Speech by Air Marshal Garrod, C.B., O.B.E., M.C., D.F.C.
“Cadets of the Air Training Corps, I bring you hearty greetings from the Air Council, and I bring the Air Council’s special congratulations on the splendid way in which you have answered the appeal for the Air Training Corps. You have taken the first step along the Royal Road to the Royal Air Force, and I want to wish you the best of luck on your journey. In the Air Training Corps we are trying you with the earliest parts of your training so that when you come into the Service you will find that you are already well on the way. Your task will be simpler then and you will be ready all the sooner to play your part.
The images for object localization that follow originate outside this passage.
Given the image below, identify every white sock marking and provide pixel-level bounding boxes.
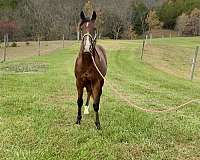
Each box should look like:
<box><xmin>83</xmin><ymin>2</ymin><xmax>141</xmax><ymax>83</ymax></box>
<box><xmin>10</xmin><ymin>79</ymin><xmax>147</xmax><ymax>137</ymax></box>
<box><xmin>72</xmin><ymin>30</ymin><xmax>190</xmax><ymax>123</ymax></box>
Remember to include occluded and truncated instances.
<box><xmin>84</xmin><ymin>105</ymin><xmax>90</xmax><ymax>115</ymax></box>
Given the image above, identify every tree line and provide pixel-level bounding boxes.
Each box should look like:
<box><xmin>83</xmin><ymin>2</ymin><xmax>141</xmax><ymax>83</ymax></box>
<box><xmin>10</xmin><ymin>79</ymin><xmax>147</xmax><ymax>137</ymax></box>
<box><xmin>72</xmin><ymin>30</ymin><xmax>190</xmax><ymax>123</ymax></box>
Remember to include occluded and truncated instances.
<box><xmin>0</xmin><ymin>0</ymin><xmax>200</xmax><ymax>41</ymax></box>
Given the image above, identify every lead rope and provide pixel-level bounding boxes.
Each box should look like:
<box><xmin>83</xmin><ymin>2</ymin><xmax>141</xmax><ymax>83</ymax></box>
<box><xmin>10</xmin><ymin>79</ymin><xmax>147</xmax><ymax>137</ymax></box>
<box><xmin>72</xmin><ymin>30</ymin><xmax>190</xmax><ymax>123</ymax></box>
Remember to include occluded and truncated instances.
<box><xmin>91</xmin><ymin>55</ymin><xmax>200</xmax><ymax>113</ymax></box>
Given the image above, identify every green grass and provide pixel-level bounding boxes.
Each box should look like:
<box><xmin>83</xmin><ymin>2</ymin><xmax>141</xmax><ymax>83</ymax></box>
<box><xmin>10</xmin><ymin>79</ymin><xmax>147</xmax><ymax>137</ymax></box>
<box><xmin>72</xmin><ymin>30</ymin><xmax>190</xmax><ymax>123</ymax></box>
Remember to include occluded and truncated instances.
<box><xmin>143</xmin><ymin>37</ymin><xmax>200</xmax><ymax>80</ymax></box>
<box><xmin>0</xmin><ymin>38</ymin><xmax>200</xmax><ymax>159</ymax></box>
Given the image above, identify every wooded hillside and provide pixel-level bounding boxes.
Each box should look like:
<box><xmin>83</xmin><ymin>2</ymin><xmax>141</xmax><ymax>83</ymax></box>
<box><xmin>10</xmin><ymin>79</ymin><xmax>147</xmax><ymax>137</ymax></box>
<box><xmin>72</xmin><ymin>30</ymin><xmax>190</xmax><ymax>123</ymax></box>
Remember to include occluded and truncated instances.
<box><xmin>0</xmin><ymin>0</ymin><xmax>199</xmax><ymax>41</ymax></box>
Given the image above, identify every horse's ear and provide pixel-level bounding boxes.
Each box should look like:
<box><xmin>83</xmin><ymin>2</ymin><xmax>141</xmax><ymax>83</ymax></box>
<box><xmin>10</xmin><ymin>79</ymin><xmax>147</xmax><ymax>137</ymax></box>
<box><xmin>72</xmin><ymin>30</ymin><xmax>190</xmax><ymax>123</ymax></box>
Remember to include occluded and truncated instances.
<box><xmin>91</xmin><ymin>11</ymin><xmax>96</xmax><ymax>21</ymax></box>
<box><xmin>80</xmin><ymin>11</ymin><xmax>86</xmax><ymax>21</ymax></box>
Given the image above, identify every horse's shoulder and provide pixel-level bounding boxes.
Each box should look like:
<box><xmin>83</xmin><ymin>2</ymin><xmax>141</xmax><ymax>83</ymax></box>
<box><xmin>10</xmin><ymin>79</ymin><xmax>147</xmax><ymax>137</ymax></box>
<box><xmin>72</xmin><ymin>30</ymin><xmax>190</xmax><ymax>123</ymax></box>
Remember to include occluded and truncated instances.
<box><xmin>96</xmin><ymin>45</ymin><xmax>106</xmax><ymax>54</ymax></box>
<box><xmin>95</xmin><ymin>45</ymin><xmax>107</xmax><ymax>62</ymax></box>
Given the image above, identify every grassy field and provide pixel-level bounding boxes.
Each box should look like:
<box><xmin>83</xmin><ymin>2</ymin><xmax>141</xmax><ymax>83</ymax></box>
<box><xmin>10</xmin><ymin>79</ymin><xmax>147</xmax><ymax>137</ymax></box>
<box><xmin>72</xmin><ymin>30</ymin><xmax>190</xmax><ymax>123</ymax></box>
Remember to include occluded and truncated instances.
<box><xmin>143</xmin><ymin>37</ymin><xmax>200</xmax><ymax>81</ymax></box>
<box><xmin>0</xmin><ymin>38</ymin><xmax>200</xmax><ymax>159</ymax></box>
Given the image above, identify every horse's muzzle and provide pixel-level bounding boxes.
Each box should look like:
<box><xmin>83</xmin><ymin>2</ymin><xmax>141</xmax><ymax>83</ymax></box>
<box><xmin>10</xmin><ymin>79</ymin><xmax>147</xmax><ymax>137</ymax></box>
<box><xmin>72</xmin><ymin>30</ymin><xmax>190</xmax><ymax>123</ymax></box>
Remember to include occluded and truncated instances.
<box><xmin>84</xmin><ymin>45</ymin><xmax>93</xmax><ymax>54</ymax></box>
<box><xmin>84</xmin><ymin>48</ymin><xmax>91</xmax><ymax>53</ymax></box>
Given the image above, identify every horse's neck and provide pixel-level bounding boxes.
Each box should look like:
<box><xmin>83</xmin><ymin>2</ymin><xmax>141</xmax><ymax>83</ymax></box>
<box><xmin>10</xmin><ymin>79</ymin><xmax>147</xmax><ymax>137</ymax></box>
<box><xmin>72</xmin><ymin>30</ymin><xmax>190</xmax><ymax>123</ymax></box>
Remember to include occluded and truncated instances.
<box><xmin>79</xmin><ymin>51</ymin><xmax>93</xmax><ymax>67</ymax></box>
<box><xmin>79</xmin><ymin>44</ymin><xmax>97</xmax><ymax>67</ymax></box>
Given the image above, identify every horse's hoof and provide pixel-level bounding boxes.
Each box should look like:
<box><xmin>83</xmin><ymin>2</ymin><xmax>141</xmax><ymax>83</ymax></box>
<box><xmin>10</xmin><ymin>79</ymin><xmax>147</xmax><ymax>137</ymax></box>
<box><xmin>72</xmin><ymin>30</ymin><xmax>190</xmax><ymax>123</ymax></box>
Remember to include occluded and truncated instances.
<box><xmin>75</xmin><ymin>120</ymin><xmax>80</xmax><ymax>125</ymax></box>
<box><xmin>96</xmin><ymin>125</ymin><xmax>101</xmax><ymax>130</ymax></box>
<box><xmin>95</xmin><ymin>122</ymin><xmax>101</xmax><ymax>130</ymax></box>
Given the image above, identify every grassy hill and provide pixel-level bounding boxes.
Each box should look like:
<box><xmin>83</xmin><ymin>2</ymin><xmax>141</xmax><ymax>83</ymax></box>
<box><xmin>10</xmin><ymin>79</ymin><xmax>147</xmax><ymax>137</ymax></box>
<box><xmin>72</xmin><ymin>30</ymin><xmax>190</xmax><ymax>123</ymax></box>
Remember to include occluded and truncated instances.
<box><xmin>0</xmin><ymin>38</ymin><xmax>200</xmax><ymax>159</ymax></box>
<box><xmin>144</xmin><ymin>37</ymin><xmax>200</xmax><ymax>81</ymax></box>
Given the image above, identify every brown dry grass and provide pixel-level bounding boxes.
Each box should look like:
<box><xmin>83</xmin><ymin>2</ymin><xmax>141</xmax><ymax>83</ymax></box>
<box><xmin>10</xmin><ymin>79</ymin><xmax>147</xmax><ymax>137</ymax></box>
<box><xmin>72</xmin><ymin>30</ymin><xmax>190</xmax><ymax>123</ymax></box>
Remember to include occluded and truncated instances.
<box><xmin>0</xmin><ymin>40</ymin><xmax>74</xmax><ymax>61</ymax></box>
<box><xmin>143</xmin><ymin>43</ymin><xmax>200</xmax><ymax>81</ymax></box>
<box><xmin>149</xmin><ymin>29</ymin><xmax>179</xmax><ymax>38</ymax></box>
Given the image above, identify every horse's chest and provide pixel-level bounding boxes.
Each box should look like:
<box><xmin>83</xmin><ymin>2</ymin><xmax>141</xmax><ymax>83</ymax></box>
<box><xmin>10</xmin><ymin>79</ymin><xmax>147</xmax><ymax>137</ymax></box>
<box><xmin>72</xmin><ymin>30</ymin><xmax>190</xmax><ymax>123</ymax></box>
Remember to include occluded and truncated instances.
<box><xmin>80</xmin><ymin>70</ymin><xmax>92</xmax><ymax>82</ymax></box>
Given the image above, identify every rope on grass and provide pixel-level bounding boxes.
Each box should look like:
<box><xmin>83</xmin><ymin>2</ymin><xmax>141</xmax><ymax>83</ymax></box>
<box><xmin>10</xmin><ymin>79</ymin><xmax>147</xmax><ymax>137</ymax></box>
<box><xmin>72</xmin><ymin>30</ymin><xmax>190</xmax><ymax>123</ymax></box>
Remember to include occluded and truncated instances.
<box><xmin>91</xmin><ymin>55</ymin><xmax>200</xmax><ymax>113</ymax></box>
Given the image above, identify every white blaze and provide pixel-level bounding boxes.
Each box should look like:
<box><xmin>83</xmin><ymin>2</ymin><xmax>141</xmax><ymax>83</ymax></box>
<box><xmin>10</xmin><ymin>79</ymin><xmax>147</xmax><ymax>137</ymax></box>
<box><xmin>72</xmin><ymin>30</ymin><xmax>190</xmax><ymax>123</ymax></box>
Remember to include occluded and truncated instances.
<box><xmin>84</xmin><ymin>33</ymin><xmax>91</xmax><ymax>52</ymax></box>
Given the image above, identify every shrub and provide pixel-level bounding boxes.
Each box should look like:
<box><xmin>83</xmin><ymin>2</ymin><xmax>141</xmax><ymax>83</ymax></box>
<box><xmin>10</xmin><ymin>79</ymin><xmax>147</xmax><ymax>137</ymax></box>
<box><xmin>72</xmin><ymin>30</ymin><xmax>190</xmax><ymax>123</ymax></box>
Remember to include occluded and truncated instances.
<box><xmin>25</xmin><ymin>41</ymin><xmax>30</xmax><ymax>46</ymax></box>
<box><xmin>11</xmin><ymin>42</ymin><xmax>17</xmax><ymax>47</ymax></box>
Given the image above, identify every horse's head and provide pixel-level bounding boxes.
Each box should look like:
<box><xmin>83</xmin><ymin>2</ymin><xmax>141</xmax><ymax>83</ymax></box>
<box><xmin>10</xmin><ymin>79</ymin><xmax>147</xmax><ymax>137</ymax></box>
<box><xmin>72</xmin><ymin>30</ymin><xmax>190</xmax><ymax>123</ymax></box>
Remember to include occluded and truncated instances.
<box><xmin>80</xmin><ymin>11</ymin><xmax>97</xmax><ymax>53</ymax></box>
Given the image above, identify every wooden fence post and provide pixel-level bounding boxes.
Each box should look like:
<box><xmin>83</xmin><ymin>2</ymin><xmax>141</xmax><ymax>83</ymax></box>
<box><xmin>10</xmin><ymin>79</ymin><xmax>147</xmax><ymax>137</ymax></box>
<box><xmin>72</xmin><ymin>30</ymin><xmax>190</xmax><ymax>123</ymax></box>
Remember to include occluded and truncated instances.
<box><xmin>141</xmin><ymin>39</ymin><xmax>146</xmax><ymax>60</ymax></box>
<box><xmin>3</xmin><ymin>34</ymin><xmax>6</xmax><ymax>62</ymax></box>
<box><xmin>3</xmin><ymin>33</ymin><xmax>8</xmax><ymax>62</ymax></box>
<box><xmin>145</xmin><ymin>35</ymin><xmax>148</xmax><ymax>42</ymax></box>
<box><xmin>62</xmin><ymin>34</ymin><xmax>65</xmax><ymax>48</ymax></box>
<box><xmin>150</xmin><ymin>33</ymin><xmax>152</xmax><ymax>44</ymax></box>
<box><xmin>38</xmin><ymin>36</ymin><xmax>40</xmax><ymax>56</ymax></box>
<box><xmin>190</xmin><ymin>46</ymin><xmax>199</xmax><ymax>81</ymax></box>
<box><xmin>6</xmin><ymin>33</ymin><xmax>8</xmax><ymax>47</ymax></box>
The Air Training Corps has been formed primarily for air crews, but we wanted also to give training for all branches of the Royal Air Force. I have no doubt that it is the ambition of most of you to become pilots, observers, wireless operators or air gunners. That is a grand ambition to have and there will be room for all of you who can qualify for these duties. But aeroplanes cannot be kept in the air without a ground staff. Those who fly in the aeroplanes will be the first to stress the importance of the work done by the ground staff, for their own lives depend on this work. For this reason, we require men with high qualities of intelligence and akill and character for our maintenance work. This work is just as important as that of the men who fly. It is up to the mechanics to see that each aeroplane is mechanically perfect before it leaves the ground. Work in the Air Force, whether in the air or on the ground, is more individual and and supervision is less close and constant than in most other walks of life. Each of you must have the highest individual standards of personal efficiency, both in your training and in your general habits. Each of you must be fired with enthusiasm to maintain and raise the standards; the prompting must come from within you. We do not want men who have got to be constantly urged on by others. There may be times when you feel tired and you will be tempted to say, “What I have done is good enough; I will take a chance on the rest.” Such an attitude of mind, whether in an air crew or in a maintenance crew, is not only useless; it is dangerous, for it may risk the lives of others. If you want to be an airman, you must make up your mind that you will never be content with anything less than the best you can give. In the Royal Air Force this ideal comes first before any thought of your own comfort or your own safety. You cannot do this without training and hard work. The Royal Air Force wants the best. Our standards are high, and we want to see you all make the grade; that is why we started the Air Training Corps, so don’t be afraid of hard work; whether it is of drill or lectures or practical training, the goal is worth the effort.
I welcome you to the Air Training Corps. There is an equally warm welcome waiting for you in the Royal Air Force when the time comes. We are a Service of volunteers, enthusiasts and of pioneers. The Royal Road is open. Good luck to you in your great adventure!”